Thursday, September 16, 2010

Oh the Places You'll Go!

You may associate the title of this blog with the popular Dr. Seuss book of that name. But in this case, I’m referring to the places that an author such as myself goes to in order to research historical fiction. On Tuesday, that meant going to the celebration of the United House of Prayer’s 84th convocation in Charlotte, NC. It also meant eating delicious food and listening to trombone bands, vocal choirs, and brass choirs as they played for 200 appreciative fans.

What is my connection to a gospel shout?

For those who are new to this blog, I am writing an historical middle grade novel which takes place in Charlotte in 1950. The main plot is about how a 13-year-old-white girl and a 14-year-old-light-skinned African American girl discover that they are second cousins.
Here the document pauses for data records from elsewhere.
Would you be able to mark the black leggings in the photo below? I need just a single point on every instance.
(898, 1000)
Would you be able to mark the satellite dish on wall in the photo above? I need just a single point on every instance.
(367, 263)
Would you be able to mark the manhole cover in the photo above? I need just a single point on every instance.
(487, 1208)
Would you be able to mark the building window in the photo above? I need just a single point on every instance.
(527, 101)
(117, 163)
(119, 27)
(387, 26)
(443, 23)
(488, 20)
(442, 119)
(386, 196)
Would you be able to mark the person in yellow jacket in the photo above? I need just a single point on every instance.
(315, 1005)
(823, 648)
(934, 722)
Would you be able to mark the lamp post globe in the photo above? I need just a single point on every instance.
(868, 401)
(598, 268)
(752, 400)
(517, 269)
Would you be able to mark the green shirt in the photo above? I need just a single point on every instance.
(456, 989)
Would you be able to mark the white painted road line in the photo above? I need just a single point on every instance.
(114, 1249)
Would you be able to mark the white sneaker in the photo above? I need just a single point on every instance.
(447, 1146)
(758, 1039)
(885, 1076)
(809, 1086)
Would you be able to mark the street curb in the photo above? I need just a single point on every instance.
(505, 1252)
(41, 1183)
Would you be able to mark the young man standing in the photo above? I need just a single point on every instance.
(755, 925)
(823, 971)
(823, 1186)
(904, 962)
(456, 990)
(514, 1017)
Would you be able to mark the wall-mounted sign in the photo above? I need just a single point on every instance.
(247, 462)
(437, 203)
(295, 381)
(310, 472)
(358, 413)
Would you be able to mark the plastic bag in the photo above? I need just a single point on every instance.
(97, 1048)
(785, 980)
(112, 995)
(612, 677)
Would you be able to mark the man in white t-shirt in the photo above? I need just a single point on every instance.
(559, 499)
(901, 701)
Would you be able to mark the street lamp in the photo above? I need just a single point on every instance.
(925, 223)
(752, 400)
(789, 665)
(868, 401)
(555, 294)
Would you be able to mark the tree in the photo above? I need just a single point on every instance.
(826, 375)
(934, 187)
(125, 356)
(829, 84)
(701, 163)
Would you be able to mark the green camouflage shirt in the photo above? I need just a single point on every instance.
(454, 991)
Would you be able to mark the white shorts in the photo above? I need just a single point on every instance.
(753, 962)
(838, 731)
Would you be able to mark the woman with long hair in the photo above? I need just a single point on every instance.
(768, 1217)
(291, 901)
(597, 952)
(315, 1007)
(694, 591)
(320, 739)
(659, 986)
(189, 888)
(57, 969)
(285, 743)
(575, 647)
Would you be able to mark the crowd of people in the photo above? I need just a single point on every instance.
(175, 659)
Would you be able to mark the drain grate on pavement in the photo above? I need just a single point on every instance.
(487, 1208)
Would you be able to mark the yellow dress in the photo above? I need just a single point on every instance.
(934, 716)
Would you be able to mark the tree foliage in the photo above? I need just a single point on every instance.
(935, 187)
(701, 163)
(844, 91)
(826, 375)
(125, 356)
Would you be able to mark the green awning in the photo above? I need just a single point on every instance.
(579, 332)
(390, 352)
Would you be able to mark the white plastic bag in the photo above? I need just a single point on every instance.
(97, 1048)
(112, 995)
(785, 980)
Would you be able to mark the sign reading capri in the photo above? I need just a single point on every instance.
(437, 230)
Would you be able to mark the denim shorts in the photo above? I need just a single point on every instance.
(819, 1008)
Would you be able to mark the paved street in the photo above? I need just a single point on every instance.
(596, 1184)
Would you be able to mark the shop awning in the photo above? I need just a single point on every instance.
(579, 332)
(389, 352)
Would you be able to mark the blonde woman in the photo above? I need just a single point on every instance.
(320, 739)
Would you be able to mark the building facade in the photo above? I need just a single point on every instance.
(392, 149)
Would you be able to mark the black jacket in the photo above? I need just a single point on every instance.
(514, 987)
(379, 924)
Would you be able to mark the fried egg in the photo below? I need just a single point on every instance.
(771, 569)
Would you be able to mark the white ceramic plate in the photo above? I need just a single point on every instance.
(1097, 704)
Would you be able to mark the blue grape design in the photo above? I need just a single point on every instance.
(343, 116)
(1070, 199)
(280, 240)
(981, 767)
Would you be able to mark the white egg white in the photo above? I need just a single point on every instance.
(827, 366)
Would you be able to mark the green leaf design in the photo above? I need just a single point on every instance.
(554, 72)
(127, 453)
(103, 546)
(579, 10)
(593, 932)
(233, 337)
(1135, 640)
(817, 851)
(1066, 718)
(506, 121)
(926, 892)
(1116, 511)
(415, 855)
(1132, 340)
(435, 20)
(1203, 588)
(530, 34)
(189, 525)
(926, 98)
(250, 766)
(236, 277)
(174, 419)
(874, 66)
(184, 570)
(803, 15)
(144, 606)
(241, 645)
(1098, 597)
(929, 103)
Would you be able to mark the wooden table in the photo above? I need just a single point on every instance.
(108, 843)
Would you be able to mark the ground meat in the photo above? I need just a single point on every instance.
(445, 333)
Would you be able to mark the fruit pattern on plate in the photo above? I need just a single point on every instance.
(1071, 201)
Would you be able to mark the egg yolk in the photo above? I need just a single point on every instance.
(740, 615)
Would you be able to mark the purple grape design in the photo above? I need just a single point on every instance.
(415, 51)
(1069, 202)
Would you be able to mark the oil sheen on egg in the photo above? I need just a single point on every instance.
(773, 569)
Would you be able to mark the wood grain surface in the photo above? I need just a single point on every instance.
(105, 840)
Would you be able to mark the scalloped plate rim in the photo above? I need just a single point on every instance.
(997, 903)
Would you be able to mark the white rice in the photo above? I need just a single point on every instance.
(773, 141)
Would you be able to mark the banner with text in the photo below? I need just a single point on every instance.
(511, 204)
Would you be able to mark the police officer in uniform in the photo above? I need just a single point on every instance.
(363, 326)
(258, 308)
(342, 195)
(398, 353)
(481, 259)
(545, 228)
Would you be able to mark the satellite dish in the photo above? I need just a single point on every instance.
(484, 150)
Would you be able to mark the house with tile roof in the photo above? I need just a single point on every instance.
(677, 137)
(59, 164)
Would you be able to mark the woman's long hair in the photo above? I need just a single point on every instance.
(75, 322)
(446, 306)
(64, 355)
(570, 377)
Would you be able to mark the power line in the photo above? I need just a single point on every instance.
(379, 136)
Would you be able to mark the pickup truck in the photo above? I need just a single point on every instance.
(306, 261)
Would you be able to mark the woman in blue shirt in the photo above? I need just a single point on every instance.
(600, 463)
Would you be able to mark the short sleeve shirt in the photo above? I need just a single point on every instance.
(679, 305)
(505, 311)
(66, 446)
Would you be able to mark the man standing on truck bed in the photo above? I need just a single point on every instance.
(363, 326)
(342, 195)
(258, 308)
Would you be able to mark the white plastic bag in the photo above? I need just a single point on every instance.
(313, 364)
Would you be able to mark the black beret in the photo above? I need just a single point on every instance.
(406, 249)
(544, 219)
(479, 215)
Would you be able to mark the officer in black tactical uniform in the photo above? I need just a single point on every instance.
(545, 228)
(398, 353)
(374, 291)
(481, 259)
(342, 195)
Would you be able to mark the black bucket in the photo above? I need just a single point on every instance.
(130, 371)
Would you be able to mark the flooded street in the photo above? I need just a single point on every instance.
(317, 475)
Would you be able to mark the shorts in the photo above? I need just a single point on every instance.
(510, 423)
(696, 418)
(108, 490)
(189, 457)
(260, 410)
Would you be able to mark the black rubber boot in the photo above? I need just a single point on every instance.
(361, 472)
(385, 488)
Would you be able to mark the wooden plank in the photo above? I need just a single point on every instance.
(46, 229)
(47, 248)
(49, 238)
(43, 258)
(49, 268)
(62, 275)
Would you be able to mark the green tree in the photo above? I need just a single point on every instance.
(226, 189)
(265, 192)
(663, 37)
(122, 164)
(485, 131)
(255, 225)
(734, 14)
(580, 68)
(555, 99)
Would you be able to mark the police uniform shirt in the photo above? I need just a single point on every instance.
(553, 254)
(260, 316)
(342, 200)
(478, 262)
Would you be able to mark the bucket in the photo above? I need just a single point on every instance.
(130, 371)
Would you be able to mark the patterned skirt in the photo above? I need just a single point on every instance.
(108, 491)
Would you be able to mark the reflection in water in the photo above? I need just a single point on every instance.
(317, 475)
In the process of researching the story I have read books, interviewed scores of people, and tried to capture life in Myers Park and Cherry—the neighborhoods in which my main characters lived.

One of the stories I heard was about the annual Daddy Grace parade that wound itself through Brooklyn, a neighborhood torn down in urban renewal during the 1960’s. Thinking that could be an intersecting point for my characters, I’ve researched Daddy Grace and his influence in the African American community. Although the original House of Prayer for all People which he founded in the 1930’s was razed, a new building now draws hundreds of people to its location in North Charlotte. When I found out that the Levine Museum was hosting a concert there, I suspected I would find a detail or two that would find its way into my book.

I was not disappointed.

Since pictures are worth a thousand words, videos must be worth several thousand each. Here is a sampling of what I saw and heard.

Here is Felton Weather, first lead trombonist:


And the rest of the Clouds of Heaven band:

The youngest musicians:

Jaydon Caldwell, age 6, plays along with his Daddy, a trombonist
I listened to the music and wished the trombonists would parade through the auditorium in the same way that 60 years ago, musicians wound their way through Brooklyn. (Click here and then click on Brooklyn for a video from 1959.) I understood how crowds gathered and how people were drawn to Daddy Grace.

 Members of the United House of Prayer Bailey String Praise band and choir.
Photo by T.ORTEGA GAINES, Charlotte Observer
How will attending this event inform my story? I gained three words: pulse, rhythm, and throb. I am richer as a novelist, for having heard, and felt, this Charlotte musical tradition.


Write2ignite said...

I played the trombone in jr and sr high. Those videos brought back memories! But I don't think I ever played as good as they did!

Thank you for sharing this tradition. The girls and I will have to check it out next year. Maybe we can meet up with you for lunch that day!


Unknown said...

kLove this post, Carol -what a great idea!

Carol Baldwin said...

thanks ladies, for your comments. Glad you could enjoy snippets of the concert too. And yes, DOnna, lunch would be fun!

Gretchen Griffith said...

The story behind the story is sometimes as interesting as the story itself. Field trips. Interviews. More than just sitting in the library.
Oh, the places you go, indeed.

elysabeth said...

And the theme of our upcoming SCBWI Carolinas conference next weekend. I must say Carol, your videos are very crisp and very entertaining. Yeah, I think it would have been fun if they did march around the area. Looks like a good time and that you gained a lot of insight into the backstory of your story. Thanks for sharing with us - E :)

Elysabeth Eldering
Author of the Junior Geography Dectective Squad, 50-state, mystery, trivia series

Where will the adventure take you next?

Jean said...


Sounds like you had way too much fun doing this research!


Carol Baldwin said...

Elysabeth- the theme of the SCBWi conference must be deep in my subconcious, I hadn't even realized that I was "borrowing" the title from that!
Yes, it was fun to attend and very moving--in every sense of the word!